The profits of large-cap generic drug manufacturers in India are expected to grow:
- An increase in doctors is the beneficial result of national volume growth. These doctors have made it possible to spread into a larger network of consumers. Consumers of the pharmaceuticals will substantially rise in the rural areas, which are previously untapped markets. Rural growth rates are expecting a double digit increase, further lending a hand to this increase. The urban market will ensure sustainability through a steady growth rate.
- In the next 5 years, an amazing new opportunity will come from regulated market drug patent’s expiration dates. This occurrence will give the Indian pharmaceutical sector a chance to gain some of the $80 billion US market share from these regulated markets that are about to become free.
- China, Russia, Brazil and Mexico are some of the countries experiencing appreciating growth rates in sales, thus making them key high opportune target markets.

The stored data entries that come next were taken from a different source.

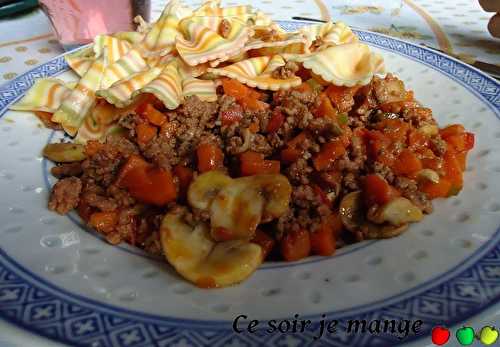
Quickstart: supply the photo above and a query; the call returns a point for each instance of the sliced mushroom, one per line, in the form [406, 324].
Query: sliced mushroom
[242, 205]
[352, 214]
[208, 264]
[205, 187]
[397, 212]
[64, 152]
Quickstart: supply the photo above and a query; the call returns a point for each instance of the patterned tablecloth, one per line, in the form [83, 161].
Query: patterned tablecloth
[458, 27]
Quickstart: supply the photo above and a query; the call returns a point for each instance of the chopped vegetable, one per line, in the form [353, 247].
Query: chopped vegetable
[145, 132]
[210, 157]
[253, 163]
[328, 154]
[64, 152]
[295, 245]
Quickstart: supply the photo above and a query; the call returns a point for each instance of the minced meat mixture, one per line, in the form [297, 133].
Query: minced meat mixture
[325, 139]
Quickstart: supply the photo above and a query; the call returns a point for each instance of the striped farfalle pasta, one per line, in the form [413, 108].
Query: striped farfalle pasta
[185, 53]
[160, 40]
[79, 102]
[321, 36]
[112, 47]
[127, 65]
[201, 41]
[343, 65]
[257, 72]
[120, 93]
[45, 95]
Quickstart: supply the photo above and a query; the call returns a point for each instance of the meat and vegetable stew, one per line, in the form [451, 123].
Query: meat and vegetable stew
[279, 165]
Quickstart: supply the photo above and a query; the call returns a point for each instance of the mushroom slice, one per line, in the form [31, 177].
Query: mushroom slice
[205, 187]
[240, 206]
[353, 218]
[351, 211]
[397, 212]
[196, 257]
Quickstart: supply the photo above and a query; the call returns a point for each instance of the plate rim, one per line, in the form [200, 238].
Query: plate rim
[494, 105]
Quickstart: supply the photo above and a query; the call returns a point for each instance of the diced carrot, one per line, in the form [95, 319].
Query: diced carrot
[92, 147]
[234, 88]
[303, 88]
[322, 195]
[455, 129]
[232, 115]
[376, 143]
[436, 190]
[462, 159]
[460, 142]
[335, 222]
[377, 191]
[295, 245]
[265, 241]
[253, 163]
[325, 108]
[185, 176]
[407, 163]
[276, 121]
[152, 186]
[417, 140]
[145, 132]
[452, 169]
[210, 157]
[154, 116]
[329, 152]
[104, 222]
[134, 161]
[332, 179]
[323, 240]
[341, 97]
[254, 127]
[290, 155]
[297, 140]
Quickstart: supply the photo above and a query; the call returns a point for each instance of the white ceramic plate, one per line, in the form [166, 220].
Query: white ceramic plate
[67, 284]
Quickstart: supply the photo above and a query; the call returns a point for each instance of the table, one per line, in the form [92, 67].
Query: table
[27, 40]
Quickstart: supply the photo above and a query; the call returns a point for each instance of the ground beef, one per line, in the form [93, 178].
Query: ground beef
[122, 145]
[67, 170]
[162, 152]
[325, 129]
[65, 195]
[286, 71]
[438, 145]
[193, 117]
[409, 189]
[384, 171]
[299, 171]
[103, 166]
[224, 28]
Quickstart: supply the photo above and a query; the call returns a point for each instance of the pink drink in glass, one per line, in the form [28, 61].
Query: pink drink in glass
[77, 22]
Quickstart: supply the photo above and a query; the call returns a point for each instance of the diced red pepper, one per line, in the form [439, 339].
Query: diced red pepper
[377, 191]
[276, 121]
[329, 152]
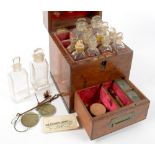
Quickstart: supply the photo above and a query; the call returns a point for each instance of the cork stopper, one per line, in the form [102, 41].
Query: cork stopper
[79, 46]
[16, 64]
[38, 55]
[119, 38]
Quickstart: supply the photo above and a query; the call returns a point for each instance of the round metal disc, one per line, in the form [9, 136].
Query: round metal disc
[46, 110]
[30, 119]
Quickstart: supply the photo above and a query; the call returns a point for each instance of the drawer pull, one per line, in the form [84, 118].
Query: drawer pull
[121, 119]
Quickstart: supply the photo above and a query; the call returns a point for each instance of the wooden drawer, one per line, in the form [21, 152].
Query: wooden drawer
[112, 120]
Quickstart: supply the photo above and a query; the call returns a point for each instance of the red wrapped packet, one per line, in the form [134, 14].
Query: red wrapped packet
[107, 101]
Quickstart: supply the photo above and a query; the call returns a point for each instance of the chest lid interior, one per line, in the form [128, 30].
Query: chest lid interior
[57, 19]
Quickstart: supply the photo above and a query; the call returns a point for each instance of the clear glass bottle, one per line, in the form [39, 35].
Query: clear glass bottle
[18, 81]
[86, 35]
[73, 40]
[39, 70]
[81, 27]
[112, 34]
[118, 42]
[79, 53]
[105, 47]
[92, 47]
[96, 22]
[101, 33]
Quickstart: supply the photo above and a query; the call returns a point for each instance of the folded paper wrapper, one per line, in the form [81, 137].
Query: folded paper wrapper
[60, 123]
[100, 94]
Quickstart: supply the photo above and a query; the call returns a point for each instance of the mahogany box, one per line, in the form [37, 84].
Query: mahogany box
[87, 81]
[70, 75]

- Biosimilars, the slightly altered methods used to create generic pharmaceuticals, are predicted to fuel long-term growth. Biosimilars are estimated to offer opportunities of $10 billion US in 2015, which is an increase almost ten times larger than in 2010.
- • Other opportunities for further development in this sector include building health infrastructure, developing tertiary care units and tapping into medical tourism. India’s upwardly adapting demographics will likely lead to the increasing incidence of non-communicable and lifestyle-related diseases. These instances will prompt the development of a new demand, an expanding need for tertiary care hospitals.
It would be an amateur move for India’s pharmaceutical industry to proceed without evaluating the potential road blocks that may come up along the way. As it stands, the major pharmaceutical companies are not putting their resources into research and development, thus creating the opportunity for generic companies to squeeze their way into the market through innovation. This reality has resulted in the race to scrape up some of the capital the big companies may soon be losing as a result of their stagnancy. Another risk comes from the potential over-saturation of the generic market, as companies in big markets such as Europe and the US continue to supplement their nation’s growth with their involvement in generics.Last leg
The pharmaceutical sector in India is a great accomplishment for the country’s economic and social growth. The research initiated by the government to bring affordable pharmaceuticals to its nation has now resulted in a generic market that is one of the top in the world. Over 40 years ago, no one could have predicted the level of capital growth this industry would continue to produce for India.